Mitch n’arrivait pas à distinguer les trois hommes les uns des autres. Ils avaient tous la trentaine, un complet noir froissé, un carnet de notes et un Caméscope numérique.
— C’était votre dernier fiasco en date, n’est-ce pas ?
— Avez-vous été expulsé d’Autriche ? s’enquit le deuxième journaliste.
— Quelle somme les alpinistes morts vous ont-ils versée pour que vous gardiez leur secret ? Quel prix allaient-ils exiger pour ces momies ?
Mitch se cala sur le dossier de son siège, s’étira ostensiblement et sourit. La femme aux cheveux teints enregistra la scène. Sam secoua la tête, voûta les épaules comme pour se protéger d’une averse.
— Posez-moi des questions sur le nouveau-né, dit Mitch.
— Quel nouveau-né ?
— Des questions sur le bébé. Ce bébé si normal.
— Combien de sites avez-vous pillés ? demanda d’une voix joviale la femme aux cheveux teints.
— Nous avons trouvé le bébé dans la grotte, avec ses parents, dit Mitch en se levant, repoussant bruyamment sa chaise en fer forgé. Allons-nous-en, papa.
— Bonne idée, dit Sam.
— Quelle grotte ? La grotte des hommes des cavernes ? demanda le journaliste numéro deux.
— De l’homme et de la femme des cavernes, corrigea la femme la plus jeune.
— Vous pensez qu’ils l’avaient kidnappé ? demanda la femme aux cheveux teints en se léchant les babines.
— Ils kidnappent un bébé, le tuent, l’emportent dans les Alpes, peut-être pour le dévorer… Ils sont pris dans la tempête et ils meurent ! lança le journaliste numéro deux avec enthousiasme.
— Quelle histoire ça ferait ! renchérit le numéro trois.

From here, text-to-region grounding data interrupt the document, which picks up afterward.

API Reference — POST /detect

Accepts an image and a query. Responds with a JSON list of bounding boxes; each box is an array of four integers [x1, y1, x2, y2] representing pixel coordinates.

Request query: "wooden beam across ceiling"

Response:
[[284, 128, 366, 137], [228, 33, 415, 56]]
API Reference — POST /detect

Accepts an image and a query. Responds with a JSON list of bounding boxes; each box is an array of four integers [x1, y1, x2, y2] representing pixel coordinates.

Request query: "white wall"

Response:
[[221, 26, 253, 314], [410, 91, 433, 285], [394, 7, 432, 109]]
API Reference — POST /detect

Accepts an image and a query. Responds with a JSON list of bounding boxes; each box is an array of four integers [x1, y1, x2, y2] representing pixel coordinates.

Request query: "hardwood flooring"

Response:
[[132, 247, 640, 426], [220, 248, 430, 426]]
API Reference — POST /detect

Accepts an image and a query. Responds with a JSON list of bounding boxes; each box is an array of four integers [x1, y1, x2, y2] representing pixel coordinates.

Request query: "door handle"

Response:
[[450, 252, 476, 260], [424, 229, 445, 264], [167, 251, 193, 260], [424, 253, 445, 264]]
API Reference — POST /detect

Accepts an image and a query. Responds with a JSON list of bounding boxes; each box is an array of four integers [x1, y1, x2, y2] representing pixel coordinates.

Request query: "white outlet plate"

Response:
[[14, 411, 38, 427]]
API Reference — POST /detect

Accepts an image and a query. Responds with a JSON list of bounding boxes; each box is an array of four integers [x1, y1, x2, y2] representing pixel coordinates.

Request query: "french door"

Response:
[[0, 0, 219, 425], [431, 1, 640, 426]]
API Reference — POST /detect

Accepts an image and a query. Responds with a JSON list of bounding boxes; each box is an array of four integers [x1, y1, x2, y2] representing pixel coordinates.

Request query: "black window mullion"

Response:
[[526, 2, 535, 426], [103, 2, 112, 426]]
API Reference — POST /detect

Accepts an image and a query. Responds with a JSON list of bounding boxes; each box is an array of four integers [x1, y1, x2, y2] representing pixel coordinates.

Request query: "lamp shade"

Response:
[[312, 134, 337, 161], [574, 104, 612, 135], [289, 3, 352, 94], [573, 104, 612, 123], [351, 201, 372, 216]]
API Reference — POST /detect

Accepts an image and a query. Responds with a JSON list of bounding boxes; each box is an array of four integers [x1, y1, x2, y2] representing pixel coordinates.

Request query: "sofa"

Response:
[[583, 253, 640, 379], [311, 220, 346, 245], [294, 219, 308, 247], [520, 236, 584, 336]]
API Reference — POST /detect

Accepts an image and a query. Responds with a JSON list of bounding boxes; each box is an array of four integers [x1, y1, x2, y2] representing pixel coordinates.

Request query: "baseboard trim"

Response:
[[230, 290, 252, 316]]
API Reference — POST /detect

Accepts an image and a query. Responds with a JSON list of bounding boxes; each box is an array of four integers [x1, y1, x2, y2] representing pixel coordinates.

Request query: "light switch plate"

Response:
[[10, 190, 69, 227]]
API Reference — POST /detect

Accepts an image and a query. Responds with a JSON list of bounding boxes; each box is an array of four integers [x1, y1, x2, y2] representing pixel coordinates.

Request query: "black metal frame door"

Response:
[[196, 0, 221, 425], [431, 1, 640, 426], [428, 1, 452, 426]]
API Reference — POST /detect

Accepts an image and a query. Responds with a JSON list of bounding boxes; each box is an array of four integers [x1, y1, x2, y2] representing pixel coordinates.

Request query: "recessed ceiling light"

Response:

— Parlez-en aux scientifiques, dit Mitch, qui se dirigea vers la caisse en manœuvrant ses béquilles avec difficulté.
— Ils dispensent l’information au compte-gouttes ! lança derrière eux la plus jeune des deux femmes.
21.
Dicken était assis près de Mark Augustine dans le bureau du docteur Maxine Kirby, la ministre de la Santé. De taille moyenne et de corpulence assez forte, Kirby avait des yeux en amande très vifs, une peau couleur chocolat et relativement peu de rides pour une sexagénaire ; ces rides, toutefois, s’étaient creusées durant l’heure écoulée.

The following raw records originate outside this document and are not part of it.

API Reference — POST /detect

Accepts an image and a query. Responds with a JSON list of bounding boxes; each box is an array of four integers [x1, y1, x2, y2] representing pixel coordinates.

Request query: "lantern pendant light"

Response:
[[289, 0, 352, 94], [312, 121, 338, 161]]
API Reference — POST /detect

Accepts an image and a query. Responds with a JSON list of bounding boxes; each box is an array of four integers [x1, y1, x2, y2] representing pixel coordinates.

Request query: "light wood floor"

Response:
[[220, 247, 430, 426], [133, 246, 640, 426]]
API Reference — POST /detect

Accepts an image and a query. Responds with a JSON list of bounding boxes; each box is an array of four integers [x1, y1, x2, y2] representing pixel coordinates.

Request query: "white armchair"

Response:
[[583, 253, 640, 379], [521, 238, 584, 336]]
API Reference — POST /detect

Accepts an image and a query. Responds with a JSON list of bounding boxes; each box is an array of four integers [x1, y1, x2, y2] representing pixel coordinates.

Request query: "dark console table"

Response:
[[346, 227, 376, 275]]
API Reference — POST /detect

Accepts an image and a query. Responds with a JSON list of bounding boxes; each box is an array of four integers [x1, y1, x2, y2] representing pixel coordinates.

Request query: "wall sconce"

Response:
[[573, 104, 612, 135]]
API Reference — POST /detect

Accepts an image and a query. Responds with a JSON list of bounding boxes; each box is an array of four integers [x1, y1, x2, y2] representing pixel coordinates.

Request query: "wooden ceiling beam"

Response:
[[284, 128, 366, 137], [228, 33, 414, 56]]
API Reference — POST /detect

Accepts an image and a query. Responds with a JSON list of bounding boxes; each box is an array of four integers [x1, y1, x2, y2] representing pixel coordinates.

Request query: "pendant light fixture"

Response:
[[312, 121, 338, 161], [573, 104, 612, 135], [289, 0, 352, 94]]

Il était vingt-trois heures et ils avaient déjà examiné le dossier à deux reprises. La troisième fois, l’ordinateur portable diffusa automatiquement sa série de graphiques et de définitions, mais seul Dicken y prêta attention.
Frank Shawbeck, directeur adjoint de l’Institut national de la Santé, regagna la pièce en poussant la lourde porte grise après s’être rendu aux toilettes, situées au bout du couloir. Tout le monde savait que Kirby se réservait l’usage exclusif de sa salle d’eau privée.
La ministre de la Santé contempla le plafond, et Augustine adressa à Dicken un petit rictus, craignant que leur présentation n’ait pas été assez convaincante.
Elle leva la main.
— Arrêtez cet ordinateur, s’il vous plaît, Christopher. J’ai la tête qui tourne.
Dicken appuya sur la touche ESCAPE du portable et coupa le projecteur. Shawbeck alluma la lumière et se fourra les mains dans les poches. Il se plaça près du bureau en érable de Kirby, comme le serviteur loyal qu’il était.
— Ces statistiques nationales, commença Kirby, provenant toutes d’hôpitaux de la région, c’est un argument de poids, la crise frappe chez nous… et nous continuons à recevoir des rapports d’autres villes, d’autres États.
— En permanence, confirma Augustine. Nous nous efforçons d’être le plus discrets possible, mais…
— Ils commencent à avoir des soupçons.
Kirby considéra son index, à l’ongle verni et cassé. Couleur bleu pétrole. La ministre avait beau avoir soixante et un ans, elle se faisait les ongles à la mode adolescente.
— La presse va se jeter dessus d’une minute à l’autre, poursuivit-elle. SHEVA n’est pas un simple objet de curiosité. C’est la même chose que la grippe d’Hérode. Celle-ci cause des mutations et des fausses couches. À propos, ce nom…
— Peut-être un peu trop approprié, dit Shawbeck. Qui l’a trouvé ?
— Moi, dit Augustine.
Shawbeck faisait office de chien de garde. Dicken l’avait déjà vu s’opposer à Augustine, et il ne savait jamais si l’autre était sincère ou jouait un rôle.
— Eh bien, Frank, Mark, est-ce là les munitions dont je dispose ? s’enquit Kirby. (Avant qu’ils aient pu répondre, elle prit un air approbateur, teinté de réflexion, plissa les lèvres et dit :) C’est proprement terrifiant.